Она попыталась воззвать к их совести, но острие шпаги коснулось её горла.

– Время истекает, мадам, – процедил шевалье. – У нас считанные минуты. Молитесь и выбирайте.

– Могу исповедовать вас напоследок, – аббат скривил губы в кощунственной усмешке.

С омерзением взглянув на него, Диана потянулась к бокалу. В памяти вспыхнули слова гадалки и спасительный флакон, спрятанный в изголовье.

– Да будьте вы прокляты! – её голос дрожал от ярости. – Дайте мне яд. Но помните – за это преступление вам придется ответить!

– Какая наивность, – шевалье покачал головой. – С вашим состоянием мы откупимся от любого суда.

Диана осушила бокал.

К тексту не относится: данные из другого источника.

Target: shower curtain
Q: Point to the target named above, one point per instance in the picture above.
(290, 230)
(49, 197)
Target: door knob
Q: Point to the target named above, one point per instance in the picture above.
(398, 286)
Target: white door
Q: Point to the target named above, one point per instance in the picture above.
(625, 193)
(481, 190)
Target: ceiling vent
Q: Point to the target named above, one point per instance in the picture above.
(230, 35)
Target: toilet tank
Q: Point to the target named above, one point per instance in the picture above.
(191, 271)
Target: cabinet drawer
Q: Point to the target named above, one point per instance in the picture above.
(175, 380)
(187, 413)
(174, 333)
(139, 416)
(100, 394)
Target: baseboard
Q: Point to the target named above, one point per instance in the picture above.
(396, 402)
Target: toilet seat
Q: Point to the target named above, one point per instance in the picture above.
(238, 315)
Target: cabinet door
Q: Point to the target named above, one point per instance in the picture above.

На дне остался белый осадок – шевалье заметил это. Кончиком кинжала он собрал порошок в шарик.

– Проглотите всё до конца, – приказал он.

Диана проглотила комок, но сумела незаметно выплюнуть его в складки простыни. Рухнув на подушки, она изобразила судороги. Убийцы, уверенные в успехе, направились к двери.

– Я пришлю духовника, – бросил через плечо аббат. – Надеюсь, он успеет к последнему вздоху!

Едва дверь закрылась, Диана, чувствуя, как огонь пожирает внутренности, дрожащими пальцами нашарила флакон с противоядием. Но глотнуть успела лишь половину – в комнату вошел аббат Перрет, наставник её сына. Один взгляд на его мертвенно-бледное лицо сказал ей всё – этот человек был верным псом братьев де Ганж.

Отчаяние придало сил. В одной сорочке она метнулась к окну. Лучше разбиться о камни, чем снова оказаться в руках палачей! Перрет попытался схватить её, но ткань рубашки затрещала и осталась в его пальцах.

Господь хранил её – внизу лежала груда свежего сена. Диана рухнула в него, как в спасительные объятия. Следом просвистел тяжелый цветочный горшок, едва не размозжив ей голову.

Скатившись на землю, она бросилась к воротам, но колени подогнулись. Цепляясь за створки, чтобы устоять на ногах, она чувствовала, как мир кружится перед глазами. «Неужели яд окажется сильнее?» – мелькнула страшная мысль.

С каждым вдохом силы понемногу возвращались. Уже не думая о боли в израненных босых ногах, Диана помчалась вниз по каменистой дороге к деревне. Острые камни впивались в ступни, оставляя кровавые следы.

До первых домов оставалось несколько шагов, когда позади раздался топот. Обернувшись, она увидела братьев – их шпаги сверкали в лучах заходящего солнца.

– Спасите! – её крик эхом отразился от стен. – Они хотят убить меня!

Но крестьяне, увидев полуобнаженную женщину с растрепанными волосами, в ужасе отворачивались. Кто посмеет встать между сеньором и его жертвой? Окна захлопывались, двери запирались на засовы.

Лишь в одном доме створка приоткрылась. Мадам де Пра, вдова торговца, не побоялась гнева господ де Ганж.

Аббат, нагнавший беглянку, попытался вмешаться:

– Эта несчастная не в себе. Позвольте отвести её обратно в замок.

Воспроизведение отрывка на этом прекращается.